Smoked Venison Hind Quarter

M

MiniMe

Guest
I have a small bbq pro charcoal smoker and have been smoking meats this summer, I've done pork butt and ribs so far. I had a small venison hind quarter in the freezer that would fit on the grate so I figured I'd try one for my daughters 21st birthday party since she and her husband love venison. Turned out pretty good.

Dry Rub:

1/4 cup brown sugar
1/4 cup paprika
3 Tbs. onion powder
3 Tbs. garlic powder
2 Tbs. dry mustard
1 Tbs. ground pepper
2 Tbs. coarse salt
2 - 3 cups hickory chips/chunks soaked

For water pan:
2 cloves of garlic
Apple Juice


Rub hind quarter with rub, cover and refrigerate at least 2 hours (over night is better) before starting to cook. Soak hickory chips or chunks in water for at least 1 hour before getting ready to cook. Fill bottom pan with charcoal and when covered with white ash its ready to start cooking. Fill water pan with apple juice and add garlic cloves. Place water pan in smoker and put hind quarter on top grate. Add your soaked chips to coals. Cover and let it go. Adjust your door opening to keep temperature at ideal range of 200 to 250 degrees. Have extra charcoal on hand to add to keep temperature and coals going. Watch the apple juice pan, when it gets low, add enough water to bring back to top of pan. Try not to remove lid while smoking.
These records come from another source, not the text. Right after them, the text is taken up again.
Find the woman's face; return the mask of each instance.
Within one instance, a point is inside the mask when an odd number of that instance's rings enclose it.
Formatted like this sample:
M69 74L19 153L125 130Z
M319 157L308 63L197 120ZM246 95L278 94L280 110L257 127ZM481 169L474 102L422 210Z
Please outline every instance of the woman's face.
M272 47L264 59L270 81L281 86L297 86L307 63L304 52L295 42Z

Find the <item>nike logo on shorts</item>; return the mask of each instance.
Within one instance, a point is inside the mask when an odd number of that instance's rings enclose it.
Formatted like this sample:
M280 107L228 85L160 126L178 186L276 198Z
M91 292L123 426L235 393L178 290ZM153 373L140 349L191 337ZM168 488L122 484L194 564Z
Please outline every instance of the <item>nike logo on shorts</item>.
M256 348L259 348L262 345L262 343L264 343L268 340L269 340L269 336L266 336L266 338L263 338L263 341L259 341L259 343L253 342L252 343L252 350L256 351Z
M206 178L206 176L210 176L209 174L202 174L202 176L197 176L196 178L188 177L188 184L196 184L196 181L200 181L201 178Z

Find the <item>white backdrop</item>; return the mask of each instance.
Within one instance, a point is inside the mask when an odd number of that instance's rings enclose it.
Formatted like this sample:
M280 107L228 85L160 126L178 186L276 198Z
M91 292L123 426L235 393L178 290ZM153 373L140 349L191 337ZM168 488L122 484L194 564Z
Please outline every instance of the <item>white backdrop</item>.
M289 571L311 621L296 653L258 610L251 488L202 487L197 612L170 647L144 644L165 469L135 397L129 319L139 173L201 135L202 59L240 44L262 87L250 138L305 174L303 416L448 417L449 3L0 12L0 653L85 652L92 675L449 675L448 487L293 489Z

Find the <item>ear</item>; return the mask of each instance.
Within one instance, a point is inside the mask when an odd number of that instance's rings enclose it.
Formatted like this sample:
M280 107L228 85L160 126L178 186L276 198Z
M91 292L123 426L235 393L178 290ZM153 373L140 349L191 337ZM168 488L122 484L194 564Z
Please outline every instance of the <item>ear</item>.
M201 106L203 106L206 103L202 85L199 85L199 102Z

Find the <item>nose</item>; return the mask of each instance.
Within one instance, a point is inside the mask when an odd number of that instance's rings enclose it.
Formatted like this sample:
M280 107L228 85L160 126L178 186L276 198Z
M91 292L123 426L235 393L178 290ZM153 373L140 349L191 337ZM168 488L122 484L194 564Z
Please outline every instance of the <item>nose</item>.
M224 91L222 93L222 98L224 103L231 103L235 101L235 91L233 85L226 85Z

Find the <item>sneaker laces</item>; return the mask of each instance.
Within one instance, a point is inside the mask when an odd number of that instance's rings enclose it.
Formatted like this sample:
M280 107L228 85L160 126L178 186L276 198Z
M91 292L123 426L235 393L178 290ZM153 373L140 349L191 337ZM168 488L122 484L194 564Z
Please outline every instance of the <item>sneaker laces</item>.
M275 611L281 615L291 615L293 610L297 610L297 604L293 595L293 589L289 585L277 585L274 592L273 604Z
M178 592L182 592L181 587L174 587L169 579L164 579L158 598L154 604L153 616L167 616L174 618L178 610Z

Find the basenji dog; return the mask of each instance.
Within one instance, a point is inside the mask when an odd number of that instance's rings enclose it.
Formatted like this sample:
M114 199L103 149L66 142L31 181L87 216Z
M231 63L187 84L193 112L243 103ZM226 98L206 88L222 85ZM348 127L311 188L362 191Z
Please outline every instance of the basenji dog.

Takes a lot of time to keep temp regulated and liquid pan filled, but it's worth it.

Smoke for approximately 4 to 6 hours. Check meat temp at 4 hours to see if it's done (140 to 160).

Remove when done. Shred meat, put in crock pot and add your favortie BBQ sauce, let cook on low for at least 1 hour, longer for a more tender pulled venison.